Después de un receso forzado de cinco meses a raíz del trágico temporal que azotó la región, el Hospital Penna de Bahía Blanca ha logrado un hito crucial en su proceso de recuperación. El servicio de trasplante renal, uno de los más importantes de la institución, ha sido reactivado con éxito, devolviendo al centro de salud su rol como Centro de Referencia para el sur de la provincia de Buenos Aires.
La primera cirugía que marcó este regreso triunfal fue realizada el lunes pasado a una paciente de 70 años oriunda de Punta Alta. La mujer, que se encontraba en diálisis desde 2015, fue trasplantada con un riñón proveniente de una donante de 53 años de Mar de Ajó. Según los reportes del hospital, la paciente evoluciona de manera favorable y con un buen ritmo diurético. El operativo de donación, que culminó con una cirugía de 19 horas de isquemia del órgano, demostró la capacidad de coordinación y profesionalismo del equipo de salud del Penna y de otras instituciones de la provincia, como el hospital San Martín de La Plata. Durante el tiempo de inactividad de los quirófanos, el servicio de Nefrología del Penna nunca cesó sus actividades esenciales, manteniendo actualizada la lista de espera de pacientes, el seguimiento postrasplante y la coordinación para derivaciones.
Puesta en marcha del Hospital
El regreso del servicio de trasplante es un paso significativo en el plan de recuperación integral del Hospital Penna, impulsado por el Gobierno provincial. La rehabilitación del centro de salud, que sufrió daños multimillonarios, requirió una gran inversión en obras de infraestructura, equipamiento y refuerzo de insumos médicos.
Entre los trabajos de restauración ya ejecutados se destacan la reparación de pisos, el recambio completo del sistema de luminarias y el tendido eléctrico, así como la puesta en funcionamiento de la subestación eléctrica y la instalación de grupos electrógenos.

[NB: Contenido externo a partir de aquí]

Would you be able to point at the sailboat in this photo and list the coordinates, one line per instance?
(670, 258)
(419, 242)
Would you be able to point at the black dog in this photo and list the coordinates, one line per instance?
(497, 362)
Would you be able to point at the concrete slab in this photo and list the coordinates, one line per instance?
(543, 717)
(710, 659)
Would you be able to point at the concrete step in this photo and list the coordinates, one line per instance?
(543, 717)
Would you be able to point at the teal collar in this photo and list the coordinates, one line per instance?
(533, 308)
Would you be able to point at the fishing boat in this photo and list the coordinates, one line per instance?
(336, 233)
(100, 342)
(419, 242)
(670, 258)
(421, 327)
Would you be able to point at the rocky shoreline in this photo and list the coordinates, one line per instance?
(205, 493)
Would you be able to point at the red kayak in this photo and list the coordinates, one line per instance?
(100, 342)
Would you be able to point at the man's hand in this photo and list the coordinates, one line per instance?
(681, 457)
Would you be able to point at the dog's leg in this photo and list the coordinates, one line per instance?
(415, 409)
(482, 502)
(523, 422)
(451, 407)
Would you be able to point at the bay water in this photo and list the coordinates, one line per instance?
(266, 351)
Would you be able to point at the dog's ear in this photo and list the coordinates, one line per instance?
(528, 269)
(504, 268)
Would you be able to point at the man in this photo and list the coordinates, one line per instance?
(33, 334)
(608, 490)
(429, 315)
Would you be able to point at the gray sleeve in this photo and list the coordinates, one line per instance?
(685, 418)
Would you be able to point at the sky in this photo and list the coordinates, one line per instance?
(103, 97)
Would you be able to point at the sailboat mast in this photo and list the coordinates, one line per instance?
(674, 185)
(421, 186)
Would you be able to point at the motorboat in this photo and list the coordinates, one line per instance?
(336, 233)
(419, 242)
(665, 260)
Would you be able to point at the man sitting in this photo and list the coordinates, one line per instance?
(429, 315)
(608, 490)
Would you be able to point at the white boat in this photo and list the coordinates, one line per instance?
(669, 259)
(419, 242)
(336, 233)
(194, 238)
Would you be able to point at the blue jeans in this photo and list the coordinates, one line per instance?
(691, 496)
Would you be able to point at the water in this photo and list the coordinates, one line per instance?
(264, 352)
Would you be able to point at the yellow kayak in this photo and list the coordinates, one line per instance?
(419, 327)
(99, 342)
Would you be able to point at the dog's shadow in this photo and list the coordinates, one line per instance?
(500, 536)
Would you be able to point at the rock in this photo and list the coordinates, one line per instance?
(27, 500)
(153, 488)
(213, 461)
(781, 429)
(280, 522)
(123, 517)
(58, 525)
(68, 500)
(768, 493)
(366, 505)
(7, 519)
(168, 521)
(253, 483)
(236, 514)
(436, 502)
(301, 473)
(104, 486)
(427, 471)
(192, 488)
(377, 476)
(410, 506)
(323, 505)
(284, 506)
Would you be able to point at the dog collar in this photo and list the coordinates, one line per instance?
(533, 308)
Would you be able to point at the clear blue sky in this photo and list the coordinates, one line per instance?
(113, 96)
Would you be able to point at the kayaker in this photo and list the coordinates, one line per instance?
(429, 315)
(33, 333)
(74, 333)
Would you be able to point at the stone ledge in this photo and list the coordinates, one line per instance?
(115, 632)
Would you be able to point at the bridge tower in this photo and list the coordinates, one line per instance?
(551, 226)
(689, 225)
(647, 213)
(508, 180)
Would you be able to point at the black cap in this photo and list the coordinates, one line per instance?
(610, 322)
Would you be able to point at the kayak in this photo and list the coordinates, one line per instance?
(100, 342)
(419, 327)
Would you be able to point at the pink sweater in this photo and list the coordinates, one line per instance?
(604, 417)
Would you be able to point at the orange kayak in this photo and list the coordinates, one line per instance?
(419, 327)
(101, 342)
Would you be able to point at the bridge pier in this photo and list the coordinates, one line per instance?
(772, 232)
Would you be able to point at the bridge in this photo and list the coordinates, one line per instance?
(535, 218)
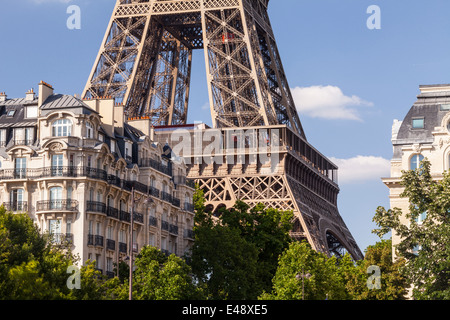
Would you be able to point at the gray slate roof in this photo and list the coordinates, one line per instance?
(60, 101)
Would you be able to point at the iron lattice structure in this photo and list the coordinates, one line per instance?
(146, 57)
(145, 63)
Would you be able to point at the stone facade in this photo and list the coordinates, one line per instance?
(72, 164)
(424, 133)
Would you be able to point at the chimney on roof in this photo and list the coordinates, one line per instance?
(45, 91)
(29, 96)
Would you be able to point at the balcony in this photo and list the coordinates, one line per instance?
(57, 205)
(189, 207)
(124, 216)
(122, 247)
(173, 229)
(98, 241)
(138, 217)
(16, 206)
(61, 238)
(184, 181)
(171, 199)
(93, 206)
(90, 239)
(189, 234)
(49, 172)
(112, 212)
(153, 221)
(110, 244)
(23, 142)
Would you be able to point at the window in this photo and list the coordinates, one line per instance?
(69, 226)
(415, 161)
(99, 196)
(55, 231)
(69, 193)
(21, 168)
(56, 198)
(418, 123)
(445, 107)
(62, 128)
(89, 130)
(421, 218)
(2, 137)
(29, 136)
(109, 265)
(16, 198)
(31, 112)
(57, 165)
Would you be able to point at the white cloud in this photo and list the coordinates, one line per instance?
(362, 169)
(328, 102)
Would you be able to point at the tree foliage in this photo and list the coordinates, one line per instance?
(425, 243)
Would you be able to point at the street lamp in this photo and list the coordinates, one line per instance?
(303, 276)
(133, 200)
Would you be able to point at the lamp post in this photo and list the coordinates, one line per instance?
(303, 276)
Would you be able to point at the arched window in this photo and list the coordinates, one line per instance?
(89, 130)
(415, 161)
(62, 128)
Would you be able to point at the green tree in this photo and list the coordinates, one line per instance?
(31, 267)
(158, 277)
(303, 273)
(424, 243)
(392, 282)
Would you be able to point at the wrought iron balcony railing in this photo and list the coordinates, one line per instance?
(16, 206)
(122, 247)
(169, 198)
(110, 244)
(61, 238)
(152, 163)
(173, 229)
(98, 241)
(189, 207)
(23, 142)
(153, 221)
(112, 212)
(189, 233)
(57, 205)
(164, 225)
(49, 172)
(94, 206)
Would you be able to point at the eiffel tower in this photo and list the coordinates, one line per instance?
(145, 63)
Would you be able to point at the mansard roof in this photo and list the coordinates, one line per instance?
(432, 104)
(62, 101)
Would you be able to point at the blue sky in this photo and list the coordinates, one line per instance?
(349, 82)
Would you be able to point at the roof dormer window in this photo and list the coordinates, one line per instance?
(418, 123)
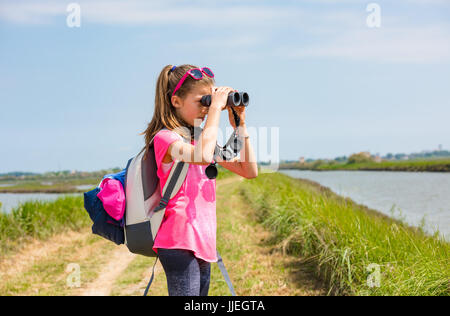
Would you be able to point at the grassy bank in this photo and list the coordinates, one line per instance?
(439, 165)
(357, 251)
(40, 220)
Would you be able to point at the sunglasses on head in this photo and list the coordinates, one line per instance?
(195, 73)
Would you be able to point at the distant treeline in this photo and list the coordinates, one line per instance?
(436, 154)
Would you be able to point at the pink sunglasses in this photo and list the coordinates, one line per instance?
(195, 73)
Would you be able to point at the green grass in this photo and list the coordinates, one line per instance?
(419, 165)
(435, 165)
(347, 242)
(40, 220)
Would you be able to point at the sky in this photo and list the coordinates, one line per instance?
(326, 78)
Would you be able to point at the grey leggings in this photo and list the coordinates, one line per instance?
(186, 275)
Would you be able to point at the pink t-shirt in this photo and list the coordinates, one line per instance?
(190, 218)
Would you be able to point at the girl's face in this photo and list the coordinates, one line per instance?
(190, 108)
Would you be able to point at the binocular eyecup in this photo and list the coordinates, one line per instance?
(234, 99)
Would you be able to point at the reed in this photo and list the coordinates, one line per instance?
(357, 251)
(41, 219)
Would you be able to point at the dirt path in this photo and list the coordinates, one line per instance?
(254, 267)
(102, 286)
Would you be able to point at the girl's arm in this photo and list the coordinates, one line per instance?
(246, 166)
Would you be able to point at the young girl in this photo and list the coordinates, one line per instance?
(186, 240)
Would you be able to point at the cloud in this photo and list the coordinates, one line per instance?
(386, 44)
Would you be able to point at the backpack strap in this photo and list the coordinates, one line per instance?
(151, 278)
(225, 274)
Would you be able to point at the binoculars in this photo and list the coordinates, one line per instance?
(234, 99)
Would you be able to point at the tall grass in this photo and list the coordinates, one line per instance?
(41, 219)
(356, 250)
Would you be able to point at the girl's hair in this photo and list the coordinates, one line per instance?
(165, 114)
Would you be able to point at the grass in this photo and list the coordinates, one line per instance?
(54, 186)
(435, 165)
(40, 220)
(356, 251)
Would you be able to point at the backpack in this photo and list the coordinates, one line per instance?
(144, 207)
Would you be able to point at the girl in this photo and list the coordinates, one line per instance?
(186, 240)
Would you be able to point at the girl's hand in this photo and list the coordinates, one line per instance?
(219, 97)
(240, 111)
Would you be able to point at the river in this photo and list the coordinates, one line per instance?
(411, 196)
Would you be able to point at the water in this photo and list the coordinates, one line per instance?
(12, 200)
(412, 196)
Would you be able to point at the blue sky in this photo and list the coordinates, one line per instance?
(77, 98)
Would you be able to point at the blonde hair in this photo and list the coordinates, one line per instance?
(165, 114)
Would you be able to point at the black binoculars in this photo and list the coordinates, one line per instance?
(234, 99)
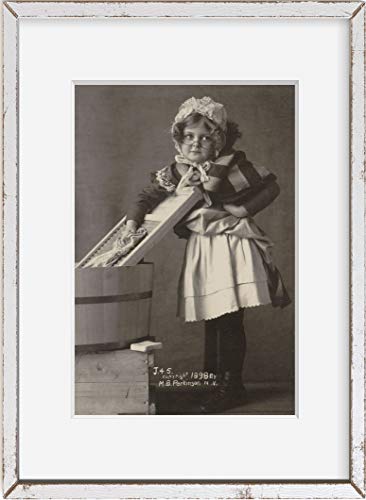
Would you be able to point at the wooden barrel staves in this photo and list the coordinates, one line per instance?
(112, 306)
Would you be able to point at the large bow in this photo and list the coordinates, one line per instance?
(201, 168)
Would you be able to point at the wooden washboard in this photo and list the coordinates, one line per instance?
(158, 223)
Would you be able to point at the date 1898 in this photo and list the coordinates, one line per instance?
(167, 377)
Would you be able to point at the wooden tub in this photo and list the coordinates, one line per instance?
(112, 306)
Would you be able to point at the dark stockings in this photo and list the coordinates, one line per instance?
(225, 345)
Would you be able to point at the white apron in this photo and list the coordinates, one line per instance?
(223, 267)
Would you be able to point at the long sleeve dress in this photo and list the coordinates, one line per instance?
(227, 263)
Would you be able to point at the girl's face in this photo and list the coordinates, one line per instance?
(197, 143)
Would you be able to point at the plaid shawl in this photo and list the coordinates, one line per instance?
(231, 178)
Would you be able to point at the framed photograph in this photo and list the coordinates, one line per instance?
(184, 249)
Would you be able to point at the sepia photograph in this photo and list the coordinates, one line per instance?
(185, 217)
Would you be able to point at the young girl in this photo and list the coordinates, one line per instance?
(227, 264)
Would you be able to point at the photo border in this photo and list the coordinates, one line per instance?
(13, 486)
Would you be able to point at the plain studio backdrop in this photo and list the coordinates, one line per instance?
(122, 134)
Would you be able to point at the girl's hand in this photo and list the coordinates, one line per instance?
(237, 210)
(189, 179)
(131, 225)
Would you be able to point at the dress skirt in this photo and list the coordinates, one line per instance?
(221, 273)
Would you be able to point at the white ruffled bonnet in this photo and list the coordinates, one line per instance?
(207, 107)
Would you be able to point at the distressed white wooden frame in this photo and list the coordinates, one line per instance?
(14, 487)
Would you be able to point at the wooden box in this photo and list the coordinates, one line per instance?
(112, 306)
(113, 383)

Además, se llevaron a cabo tareas de mantenimiento y reconstrucción tras la emergencia, que incluyeron la remoción de barro, la desobstrucción de espacios y trabajos de pintura. La inversión también contempló la reparación de calderas, la instalación de nuevos equipos de climatización y el cambio de filtros en áreas críticas.
En paralelo, se está trabajando en la reconstrucción del laboratorio, que, a pesar de tener un espacio limitado, ya recuperó sus prestaciones previas a la inundación.
La situación actual del hospital muestra avances concretos en la operatividad de sus servicios clave. La Unidad de Terapia Intensiva (UTI), Coronaria e Intermedia ya funciona con 20 camas operativas. El centro obstétrico opera con total normalidad con dos quirófanos para cesáreas, y el servicio de Neonatología dispone de 16 unidades activas, con planes de ampliar seis más en el corto plazo. El sector de internación general cuenta con 22 camas de nivel cero y 28 de cuidados mínimos, y la guardia de emergencias, con sus salas de observación y consultorios, también se encuentra plenamente operativa. El área de Salud Mental, por su parte, continúa con 14 camas disponibles en salas generales, mientras se completan las reparaciones edilicias necesarias.